Gated Cross-Attention Network for Depth Completion
This addresses depth completion for computer vision applications, with incremental improvements in efficiency and accuracy.
The paper tackles the problem of fusing color and depth features for depth completion by proposing a Gated Cross-Attention Network, which achieves state-of-the-art accuracy on the KITTI benchmark and Pareto-optimal solutions in time and accuracy.

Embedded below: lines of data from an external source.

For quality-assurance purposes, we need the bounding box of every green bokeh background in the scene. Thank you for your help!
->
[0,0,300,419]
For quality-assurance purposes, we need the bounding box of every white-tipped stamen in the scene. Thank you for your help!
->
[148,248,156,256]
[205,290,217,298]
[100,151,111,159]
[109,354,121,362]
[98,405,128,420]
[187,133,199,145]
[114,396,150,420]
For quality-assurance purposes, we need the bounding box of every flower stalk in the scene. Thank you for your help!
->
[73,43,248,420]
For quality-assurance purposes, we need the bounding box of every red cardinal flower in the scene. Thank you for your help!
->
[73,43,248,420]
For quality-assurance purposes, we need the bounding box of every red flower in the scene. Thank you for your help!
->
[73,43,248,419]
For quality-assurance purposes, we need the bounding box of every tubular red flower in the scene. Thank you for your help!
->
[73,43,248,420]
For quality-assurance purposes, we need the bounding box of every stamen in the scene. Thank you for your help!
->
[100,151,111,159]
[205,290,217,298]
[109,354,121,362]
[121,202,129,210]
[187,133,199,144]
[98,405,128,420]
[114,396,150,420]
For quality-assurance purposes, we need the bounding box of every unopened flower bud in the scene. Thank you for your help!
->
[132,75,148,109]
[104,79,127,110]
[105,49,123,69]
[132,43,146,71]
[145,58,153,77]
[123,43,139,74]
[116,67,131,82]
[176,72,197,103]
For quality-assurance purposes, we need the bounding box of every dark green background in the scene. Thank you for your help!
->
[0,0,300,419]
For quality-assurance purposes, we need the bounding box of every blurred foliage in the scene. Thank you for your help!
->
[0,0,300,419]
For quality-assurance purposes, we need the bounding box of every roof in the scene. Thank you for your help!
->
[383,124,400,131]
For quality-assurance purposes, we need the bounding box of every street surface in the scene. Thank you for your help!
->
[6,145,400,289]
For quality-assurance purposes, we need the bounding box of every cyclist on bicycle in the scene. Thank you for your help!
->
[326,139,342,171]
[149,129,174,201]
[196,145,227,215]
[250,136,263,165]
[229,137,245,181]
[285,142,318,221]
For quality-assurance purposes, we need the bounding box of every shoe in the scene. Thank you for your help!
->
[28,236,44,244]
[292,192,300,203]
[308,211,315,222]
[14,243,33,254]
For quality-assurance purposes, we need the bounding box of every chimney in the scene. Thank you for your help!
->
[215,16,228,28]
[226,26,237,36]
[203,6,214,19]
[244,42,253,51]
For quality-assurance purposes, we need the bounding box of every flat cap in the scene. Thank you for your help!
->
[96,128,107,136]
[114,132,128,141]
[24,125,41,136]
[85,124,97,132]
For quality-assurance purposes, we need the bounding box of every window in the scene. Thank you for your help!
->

Depth completion is a popular research direction in the field of depth estimation. The fusion of color and depth features is the current critical challenge in this task, mainly due to the asymmetry between the rich scene details in color images and the sparse pixels in depth maps. To tackle this issue, we design an efficient Gated Cross-Attention Network that propagates confidence via a gating mechanism, simultaneously extracting and refining key information in both color and depth branches to achieve local spatial feature fusion. Additionally, we employ an attention network based on the Transformer in low-dimensional space to effectively fuse global features and increase the network's receptive field. With a simple yet efficient gating mechanism, our proposed method achieves fast and accurate depth completion without the need for additional branches or post-processing steps. At the same time, we use the Ray Tune mechanism with the AsyncHyperBandScheduler scheduler and the HyperOptSearch algorithm to automatically search for the optimal number of module iterations, which also allows us to achieve performance comparable to state-of-the-art methods. We conduct experiments on both indoor and outdoor scene datasets. Our fast network achieves Pareto-optimal solutions in terms of time and accuracy, and at the time of submission, our accurate network ranks first among all published papers on the KITTI official website in terms of accuracy.